Recently Dr. Norris Frederick, professor of philosophy and religion at Queens, spent a day with McColl School faculty, staff and students discussing business ethics. For a program that prides itself on its leadership focus, the discussion was especially relevant.
In light of the corporate scandals of the last 10 years, as well as the growing sense of public disapproval of many business leaders, the question of whether business ethics should be taught is a no-brainer. We all agree that business ethics is one of the most important topics for future business leaders to be discussing in classrooms today.
The subtler, more difficult question is can business ethics be taught?
Dr. Frederick facilitated a frank discussion with an engaged and eager group ready to tackle this issue. While he spoke of what it means to lead a "good life," we didn't spend a lot of time discussing theoretical principles or philosophical positions. Rather, he challenged us to think in terms of fostering the "practical wisdom" of our students.

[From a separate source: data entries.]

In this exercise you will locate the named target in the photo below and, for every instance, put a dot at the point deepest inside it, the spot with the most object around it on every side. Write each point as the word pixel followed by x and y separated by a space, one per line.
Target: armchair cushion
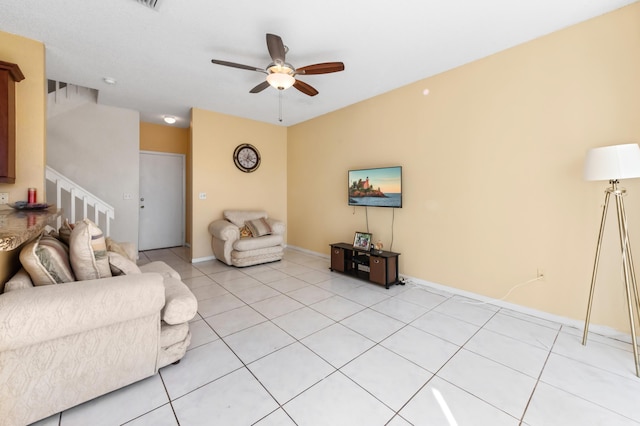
pixel 258 227
pixel 240 217
pixel 247 244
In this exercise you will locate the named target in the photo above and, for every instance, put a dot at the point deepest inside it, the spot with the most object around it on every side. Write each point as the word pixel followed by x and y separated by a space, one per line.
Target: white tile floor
pixel 291 343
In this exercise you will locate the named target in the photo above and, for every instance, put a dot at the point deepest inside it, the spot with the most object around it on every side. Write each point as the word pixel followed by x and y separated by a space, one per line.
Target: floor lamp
pixel 613 163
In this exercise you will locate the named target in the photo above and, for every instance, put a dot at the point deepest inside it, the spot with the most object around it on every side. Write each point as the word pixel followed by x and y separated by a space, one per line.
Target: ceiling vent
pixel 151 4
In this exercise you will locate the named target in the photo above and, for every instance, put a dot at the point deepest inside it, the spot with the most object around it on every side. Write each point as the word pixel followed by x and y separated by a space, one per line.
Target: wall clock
pixel 246 157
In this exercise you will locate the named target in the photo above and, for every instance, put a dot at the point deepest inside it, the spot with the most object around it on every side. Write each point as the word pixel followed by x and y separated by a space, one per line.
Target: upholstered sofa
pixel 61 345
pixel 247 237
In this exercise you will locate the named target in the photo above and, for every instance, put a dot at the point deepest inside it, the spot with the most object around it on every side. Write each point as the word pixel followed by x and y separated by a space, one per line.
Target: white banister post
pixel 59 201
pixel 72 213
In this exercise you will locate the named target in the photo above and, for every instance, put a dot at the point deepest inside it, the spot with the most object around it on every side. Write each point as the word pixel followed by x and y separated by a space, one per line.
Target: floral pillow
pixel 245 232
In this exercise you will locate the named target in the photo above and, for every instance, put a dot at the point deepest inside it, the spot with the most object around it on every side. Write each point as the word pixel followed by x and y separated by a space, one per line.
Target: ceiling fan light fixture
pixel 281 80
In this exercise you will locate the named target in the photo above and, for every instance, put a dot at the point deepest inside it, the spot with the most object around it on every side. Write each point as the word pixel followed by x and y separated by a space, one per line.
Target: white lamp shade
pixel 613 162
pixel 281 81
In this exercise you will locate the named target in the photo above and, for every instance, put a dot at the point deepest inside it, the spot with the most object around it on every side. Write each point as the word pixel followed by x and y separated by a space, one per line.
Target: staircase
pixel 77 202
pixel 63 97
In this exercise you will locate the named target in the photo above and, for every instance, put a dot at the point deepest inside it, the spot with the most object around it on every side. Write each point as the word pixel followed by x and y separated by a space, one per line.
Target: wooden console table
pixel 380 267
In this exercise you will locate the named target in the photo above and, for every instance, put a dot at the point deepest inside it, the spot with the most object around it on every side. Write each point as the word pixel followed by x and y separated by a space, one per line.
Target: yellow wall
pixel 30 126
pixel 214 137
pixel 175 140
pixel 492 164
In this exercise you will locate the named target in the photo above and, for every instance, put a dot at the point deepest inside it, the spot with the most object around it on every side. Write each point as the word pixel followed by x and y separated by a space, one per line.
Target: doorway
pixel 162 201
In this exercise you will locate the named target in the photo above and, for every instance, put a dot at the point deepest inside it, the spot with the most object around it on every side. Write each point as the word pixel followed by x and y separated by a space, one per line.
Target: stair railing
pixel 103 213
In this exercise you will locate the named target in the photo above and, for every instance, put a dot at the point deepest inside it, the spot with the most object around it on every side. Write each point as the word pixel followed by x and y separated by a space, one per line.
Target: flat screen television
pixel 380 187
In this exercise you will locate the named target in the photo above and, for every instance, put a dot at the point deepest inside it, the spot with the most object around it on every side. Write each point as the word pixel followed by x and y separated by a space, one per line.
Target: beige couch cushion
pixel 47 261
pixel 88 250
pixel 239 217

It's one thing to have lofty mission statements and corporate credos, but it's our day-to-day, moment-to-moment interactions with others that shape, refine and reinforce our own individual codes of ethics. That's where the rubber meets the road.

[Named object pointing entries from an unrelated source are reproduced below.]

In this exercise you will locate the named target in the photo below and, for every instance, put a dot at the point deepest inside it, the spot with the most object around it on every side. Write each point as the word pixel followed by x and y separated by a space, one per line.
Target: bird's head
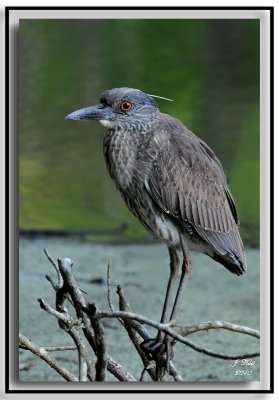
pixel 121 108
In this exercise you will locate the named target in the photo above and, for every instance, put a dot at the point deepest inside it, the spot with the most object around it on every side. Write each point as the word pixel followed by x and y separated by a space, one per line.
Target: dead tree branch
pixel 88 321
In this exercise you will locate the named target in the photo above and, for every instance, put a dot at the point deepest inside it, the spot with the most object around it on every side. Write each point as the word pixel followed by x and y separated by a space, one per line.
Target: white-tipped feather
pixel 159 97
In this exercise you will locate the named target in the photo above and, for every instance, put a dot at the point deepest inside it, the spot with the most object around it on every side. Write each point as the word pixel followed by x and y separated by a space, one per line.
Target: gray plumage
pixel 169 178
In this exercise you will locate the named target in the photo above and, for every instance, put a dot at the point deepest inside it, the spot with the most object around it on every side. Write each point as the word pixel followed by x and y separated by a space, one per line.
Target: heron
pixel 172 181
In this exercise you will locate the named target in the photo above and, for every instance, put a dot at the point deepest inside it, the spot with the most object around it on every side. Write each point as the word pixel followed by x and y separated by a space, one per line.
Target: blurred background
pixel 209 67
pixel 211 70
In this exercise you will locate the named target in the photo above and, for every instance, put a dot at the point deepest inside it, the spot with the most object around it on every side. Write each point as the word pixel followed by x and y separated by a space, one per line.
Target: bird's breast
pixel 120 155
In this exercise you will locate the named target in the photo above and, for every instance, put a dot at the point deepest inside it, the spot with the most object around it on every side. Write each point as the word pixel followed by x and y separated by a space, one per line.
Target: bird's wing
pixel 188 182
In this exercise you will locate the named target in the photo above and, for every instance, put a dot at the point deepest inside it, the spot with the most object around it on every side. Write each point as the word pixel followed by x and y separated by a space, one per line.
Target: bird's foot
pixel 160 350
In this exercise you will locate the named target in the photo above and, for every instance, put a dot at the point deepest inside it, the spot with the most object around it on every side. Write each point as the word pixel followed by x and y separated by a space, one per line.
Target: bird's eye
pixel 125 106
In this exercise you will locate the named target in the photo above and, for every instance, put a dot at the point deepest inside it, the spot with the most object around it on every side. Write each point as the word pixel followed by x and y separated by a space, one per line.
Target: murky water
pixel 142 270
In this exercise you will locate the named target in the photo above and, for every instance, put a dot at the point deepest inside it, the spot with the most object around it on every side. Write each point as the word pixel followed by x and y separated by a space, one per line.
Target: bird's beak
pixel 97 112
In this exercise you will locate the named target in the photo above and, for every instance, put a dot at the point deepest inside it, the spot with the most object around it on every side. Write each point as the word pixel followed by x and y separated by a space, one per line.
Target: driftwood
pixel 87 326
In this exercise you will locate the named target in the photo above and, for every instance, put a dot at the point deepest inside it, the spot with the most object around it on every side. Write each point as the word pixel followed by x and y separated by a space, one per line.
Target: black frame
pixel 9 200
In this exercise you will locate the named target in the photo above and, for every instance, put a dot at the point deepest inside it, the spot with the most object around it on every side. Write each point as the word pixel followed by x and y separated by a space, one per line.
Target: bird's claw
pixel 160 350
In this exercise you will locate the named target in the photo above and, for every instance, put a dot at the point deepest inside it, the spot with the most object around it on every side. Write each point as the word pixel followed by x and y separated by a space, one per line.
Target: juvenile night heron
pixel 171 181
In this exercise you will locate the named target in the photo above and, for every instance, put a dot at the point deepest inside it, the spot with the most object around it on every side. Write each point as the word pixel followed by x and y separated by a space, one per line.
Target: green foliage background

While laws are a critical part of this discussion, Dr. Frederick reminded us that laws only provide an "ethical minimalism" - the things we cannot do. This is a far cry from what business leaders should do. And it's in this arena that difficult issues, often referred to as "right vs. right" decisions, emerge.
So, can ethics be taught? It's not a new question nor is it unique to the McColl School. Socrates asked it more than 2,400 years ago, and we are still struggling to answer it today.
At the end of the day the answer is probably no - ethics can't be taught. At least not in the same way one can teach finance or management. However, learning experiences can be created in classrooms that challenge students and faculty to discuss the complex ethical issues that impact us and our community.
While Dr. Frederick did not try to show us how to teach ethics, he did encourage us to develop the moral imaginations of our students so that they are better prepared for the ethical dilemmas they are sure to face. And in doing so, he helped develop the moral imagination of a faculty and staff dedicated to the "character" component of our 3 Cs of Leadership.